To lose yourself in a relationship is a recipe for disaster.
You are asking why?
Because a stable personality that is getting its needs met is the precondition for a fulfilling relationship.
Unfortunately losing yourself “in love” can happen faster than you think.
You start a promising relationship, you fall in love, you are happy for six months and then things change, you change.
We want our relationships to thrive and most of us tend to think that one way of achieving this is neglecting our own needs and being eager to please our partner – taking care of their needs rather than our own.
Is this wrong? Do we have to put ourselves first in a relationship?
Not necessarily. A relationship is about giving more than you expect back. But never at the cost of our most important personal needs.
When we neglect our most important personal needs, we lose touch with our true self. The result is neediness, insecurity and unhappiness. We become a “Pleaser”.
In addition, IF a relationship like this should fail – and this is very likely – we will lose everything.
How can we be sure to fulfill our own needs first?
First of all, we must have a pretty good idea who we are as a person. We have to know ourselves first.
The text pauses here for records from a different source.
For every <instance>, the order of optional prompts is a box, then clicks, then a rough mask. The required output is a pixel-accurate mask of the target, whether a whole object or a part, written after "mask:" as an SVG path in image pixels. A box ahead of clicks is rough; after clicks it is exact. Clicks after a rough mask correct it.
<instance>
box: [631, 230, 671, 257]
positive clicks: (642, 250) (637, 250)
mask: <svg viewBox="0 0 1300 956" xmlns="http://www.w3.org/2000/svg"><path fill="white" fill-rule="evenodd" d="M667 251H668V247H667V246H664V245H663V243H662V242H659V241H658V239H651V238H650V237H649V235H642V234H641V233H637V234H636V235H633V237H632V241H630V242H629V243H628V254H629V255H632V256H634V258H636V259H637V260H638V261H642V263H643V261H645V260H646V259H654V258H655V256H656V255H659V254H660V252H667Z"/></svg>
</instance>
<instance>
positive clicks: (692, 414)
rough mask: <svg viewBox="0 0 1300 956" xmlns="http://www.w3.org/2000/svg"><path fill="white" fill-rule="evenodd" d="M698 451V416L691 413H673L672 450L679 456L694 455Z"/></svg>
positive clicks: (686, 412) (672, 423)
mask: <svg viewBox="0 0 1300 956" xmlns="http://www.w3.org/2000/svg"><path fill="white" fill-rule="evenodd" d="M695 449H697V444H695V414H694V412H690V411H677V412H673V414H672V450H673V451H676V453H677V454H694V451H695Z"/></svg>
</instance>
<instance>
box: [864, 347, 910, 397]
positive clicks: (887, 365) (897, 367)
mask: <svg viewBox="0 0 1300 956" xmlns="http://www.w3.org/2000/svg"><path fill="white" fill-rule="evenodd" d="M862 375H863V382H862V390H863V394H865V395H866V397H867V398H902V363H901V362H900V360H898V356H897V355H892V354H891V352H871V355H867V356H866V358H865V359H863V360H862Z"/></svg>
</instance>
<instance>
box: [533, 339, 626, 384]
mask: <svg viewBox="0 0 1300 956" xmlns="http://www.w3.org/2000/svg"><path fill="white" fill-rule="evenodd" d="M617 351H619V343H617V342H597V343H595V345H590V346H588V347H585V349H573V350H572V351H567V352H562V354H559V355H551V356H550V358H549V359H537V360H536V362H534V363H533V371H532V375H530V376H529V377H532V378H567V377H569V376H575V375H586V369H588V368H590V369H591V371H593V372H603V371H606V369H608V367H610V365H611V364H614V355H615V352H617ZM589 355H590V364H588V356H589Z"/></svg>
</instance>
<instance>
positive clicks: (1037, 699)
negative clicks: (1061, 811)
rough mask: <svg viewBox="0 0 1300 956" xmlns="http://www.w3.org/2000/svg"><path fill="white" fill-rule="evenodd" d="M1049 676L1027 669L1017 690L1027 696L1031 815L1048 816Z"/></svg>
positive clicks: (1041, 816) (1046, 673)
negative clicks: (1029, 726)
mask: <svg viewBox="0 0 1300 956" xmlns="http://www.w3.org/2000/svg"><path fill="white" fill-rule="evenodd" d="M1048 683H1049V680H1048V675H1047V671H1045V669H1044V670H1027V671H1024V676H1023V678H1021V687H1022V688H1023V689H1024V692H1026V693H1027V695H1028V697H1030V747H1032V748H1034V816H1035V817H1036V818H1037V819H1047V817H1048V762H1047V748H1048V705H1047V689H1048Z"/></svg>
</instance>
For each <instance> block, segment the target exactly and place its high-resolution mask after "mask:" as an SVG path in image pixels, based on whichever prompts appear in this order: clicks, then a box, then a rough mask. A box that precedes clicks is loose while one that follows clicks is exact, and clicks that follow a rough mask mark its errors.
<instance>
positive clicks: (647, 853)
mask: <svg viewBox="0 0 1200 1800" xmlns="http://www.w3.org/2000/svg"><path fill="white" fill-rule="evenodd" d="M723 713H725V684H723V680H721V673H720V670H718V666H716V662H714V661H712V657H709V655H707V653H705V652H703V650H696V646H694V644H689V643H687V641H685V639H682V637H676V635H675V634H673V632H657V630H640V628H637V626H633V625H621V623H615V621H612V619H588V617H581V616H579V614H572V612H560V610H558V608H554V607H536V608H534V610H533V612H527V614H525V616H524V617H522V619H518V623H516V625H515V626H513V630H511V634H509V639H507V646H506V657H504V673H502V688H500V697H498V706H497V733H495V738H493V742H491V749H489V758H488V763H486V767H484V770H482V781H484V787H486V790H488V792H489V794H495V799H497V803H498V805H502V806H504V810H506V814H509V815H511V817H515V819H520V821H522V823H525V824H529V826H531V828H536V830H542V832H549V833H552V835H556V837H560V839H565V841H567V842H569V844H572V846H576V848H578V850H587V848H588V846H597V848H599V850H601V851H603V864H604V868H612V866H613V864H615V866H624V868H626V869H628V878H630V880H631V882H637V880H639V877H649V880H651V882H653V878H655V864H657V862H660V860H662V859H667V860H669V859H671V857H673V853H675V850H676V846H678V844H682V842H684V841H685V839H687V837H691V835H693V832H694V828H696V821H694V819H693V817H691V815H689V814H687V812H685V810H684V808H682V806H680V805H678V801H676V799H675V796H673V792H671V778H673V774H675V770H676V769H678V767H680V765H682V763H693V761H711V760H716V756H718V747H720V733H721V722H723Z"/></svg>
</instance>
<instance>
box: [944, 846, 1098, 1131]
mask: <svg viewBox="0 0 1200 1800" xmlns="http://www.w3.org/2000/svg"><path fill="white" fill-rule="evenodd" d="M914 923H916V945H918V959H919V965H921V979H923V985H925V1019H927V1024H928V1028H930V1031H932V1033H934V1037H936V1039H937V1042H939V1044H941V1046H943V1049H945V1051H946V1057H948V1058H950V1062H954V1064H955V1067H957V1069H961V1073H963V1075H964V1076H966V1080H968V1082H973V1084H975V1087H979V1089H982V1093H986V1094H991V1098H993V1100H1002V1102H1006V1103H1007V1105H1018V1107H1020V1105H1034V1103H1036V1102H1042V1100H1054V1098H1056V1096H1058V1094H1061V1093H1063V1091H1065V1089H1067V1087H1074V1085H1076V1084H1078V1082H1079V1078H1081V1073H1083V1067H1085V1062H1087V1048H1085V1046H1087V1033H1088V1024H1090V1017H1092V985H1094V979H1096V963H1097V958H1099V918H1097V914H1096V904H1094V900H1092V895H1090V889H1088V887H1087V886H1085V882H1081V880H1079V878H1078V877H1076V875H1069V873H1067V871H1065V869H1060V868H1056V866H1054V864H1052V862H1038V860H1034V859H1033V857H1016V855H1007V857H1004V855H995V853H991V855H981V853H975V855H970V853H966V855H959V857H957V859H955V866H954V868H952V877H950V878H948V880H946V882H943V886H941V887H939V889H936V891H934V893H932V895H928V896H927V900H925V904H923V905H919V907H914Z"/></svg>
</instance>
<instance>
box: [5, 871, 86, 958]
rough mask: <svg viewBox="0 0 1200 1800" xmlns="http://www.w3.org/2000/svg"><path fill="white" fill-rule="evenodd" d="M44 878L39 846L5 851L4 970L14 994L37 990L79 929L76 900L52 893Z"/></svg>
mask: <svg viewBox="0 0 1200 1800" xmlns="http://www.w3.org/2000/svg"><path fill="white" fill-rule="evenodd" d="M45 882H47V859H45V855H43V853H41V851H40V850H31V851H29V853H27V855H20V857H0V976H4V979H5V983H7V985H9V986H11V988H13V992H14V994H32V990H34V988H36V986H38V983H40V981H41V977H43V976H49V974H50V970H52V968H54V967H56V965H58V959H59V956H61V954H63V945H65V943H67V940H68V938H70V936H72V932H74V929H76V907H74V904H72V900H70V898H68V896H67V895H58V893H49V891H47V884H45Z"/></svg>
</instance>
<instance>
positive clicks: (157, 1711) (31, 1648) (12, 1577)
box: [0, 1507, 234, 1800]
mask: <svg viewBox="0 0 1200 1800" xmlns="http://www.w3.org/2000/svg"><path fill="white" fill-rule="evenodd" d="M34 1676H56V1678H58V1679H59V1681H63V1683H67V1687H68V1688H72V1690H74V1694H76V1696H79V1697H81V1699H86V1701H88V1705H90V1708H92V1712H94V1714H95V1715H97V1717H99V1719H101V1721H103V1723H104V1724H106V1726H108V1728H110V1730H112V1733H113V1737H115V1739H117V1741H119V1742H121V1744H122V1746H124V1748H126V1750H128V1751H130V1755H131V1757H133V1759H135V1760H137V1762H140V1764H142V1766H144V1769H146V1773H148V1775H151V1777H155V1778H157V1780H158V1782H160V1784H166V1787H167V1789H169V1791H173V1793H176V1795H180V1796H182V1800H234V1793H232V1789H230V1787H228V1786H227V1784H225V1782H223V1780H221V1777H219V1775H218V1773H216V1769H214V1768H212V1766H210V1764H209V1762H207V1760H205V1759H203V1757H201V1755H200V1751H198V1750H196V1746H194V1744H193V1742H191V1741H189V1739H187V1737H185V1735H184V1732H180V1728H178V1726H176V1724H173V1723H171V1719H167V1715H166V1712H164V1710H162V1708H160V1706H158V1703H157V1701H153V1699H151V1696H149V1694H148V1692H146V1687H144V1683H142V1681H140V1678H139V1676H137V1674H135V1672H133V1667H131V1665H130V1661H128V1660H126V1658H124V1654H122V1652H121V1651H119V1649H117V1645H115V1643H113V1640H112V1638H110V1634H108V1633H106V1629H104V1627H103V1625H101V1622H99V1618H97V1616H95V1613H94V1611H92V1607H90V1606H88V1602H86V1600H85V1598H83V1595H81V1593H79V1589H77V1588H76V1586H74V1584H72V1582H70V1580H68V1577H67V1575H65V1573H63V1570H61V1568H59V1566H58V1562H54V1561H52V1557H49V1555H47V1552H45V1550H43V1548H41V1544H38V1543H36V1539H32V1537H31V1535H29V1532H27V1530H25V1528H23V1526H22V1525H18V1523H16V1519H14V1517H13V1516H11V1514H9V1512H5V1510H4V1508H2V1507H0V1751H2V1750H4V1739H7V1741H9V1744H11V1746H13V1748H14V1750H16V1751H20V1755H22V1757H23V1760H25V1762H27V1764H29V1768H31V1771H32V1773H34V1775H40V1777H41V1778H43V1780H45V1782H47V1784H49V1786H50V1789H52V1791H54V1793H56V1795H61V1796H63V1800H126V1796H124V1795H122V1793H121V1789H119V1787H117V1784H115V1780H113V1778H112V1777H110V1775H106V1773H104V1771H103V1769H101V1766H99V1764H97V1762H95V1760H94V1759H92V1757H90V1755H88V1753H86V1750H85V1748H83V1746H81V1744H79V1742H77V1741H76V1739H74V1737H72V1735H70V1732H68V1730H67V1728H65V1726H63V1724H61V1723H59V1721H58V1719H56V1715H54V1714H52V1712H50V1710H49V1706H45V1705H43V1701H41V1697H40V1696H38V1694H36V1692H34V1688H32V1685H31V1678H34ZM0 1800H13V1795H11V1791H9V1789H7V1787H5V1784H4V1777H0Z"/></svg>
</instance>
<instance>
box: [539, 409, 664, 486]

This is a very important precondition to unconditional self-love.
Based on this knowledge you can start to make a list of your fundamental personal needs, based on your personality. After this, you can start to express these needs to your partner in a clear, concise, articulate manner. This also includes actively learning how to articulate your own thoughts and feelings towards your partner.
This can lead to problems if your partner is a “Controller”, someone who loves to criticize, to shape us after their own idea of a “perfect” partner.
Here it is important to understand that confrontation need not be a negative thing. On the contrary, if it’s handled well, a healthy confrontation can actually lead to better, more honest communication.
During the research for my new book, I discovered a small poem, (really more like a mantra than a poem), which describes the one thing every relationship needs to survive:
To accept the partner for who they are, we have to accept all the flaws and shortcomings.
You should read it to yourself AND to your partner from time to time.
by Jim Messina
I am who I am
You cannot change me so please do not try
So let up with the criticisms, put downs and attempts to make me fit your “box” for me
Face it, it is easier for you just to accept me as I am than to work at making me who you want me to be
Of course you do not have to agree with what I say or do
Just accept me as the human I am
I am weak, have sinned, failed and have made many mistakes in my life
Hey, that’s what makes me the “unique me” that I am
I will never be perfect, ideal or the “image” you want for me
Accept me for who I am as I accept you for who you are
Let’s have fun together and allow our “real selves” the freedom to be “us”
We can be a team of unconditional mutual love and acceptance if you relax and let it happen
Try to find a balanced combination of taking care of YOUR personal needs as a person, and the mutual needs you have as a relationship. This is the best way to NOT lose yourself in love.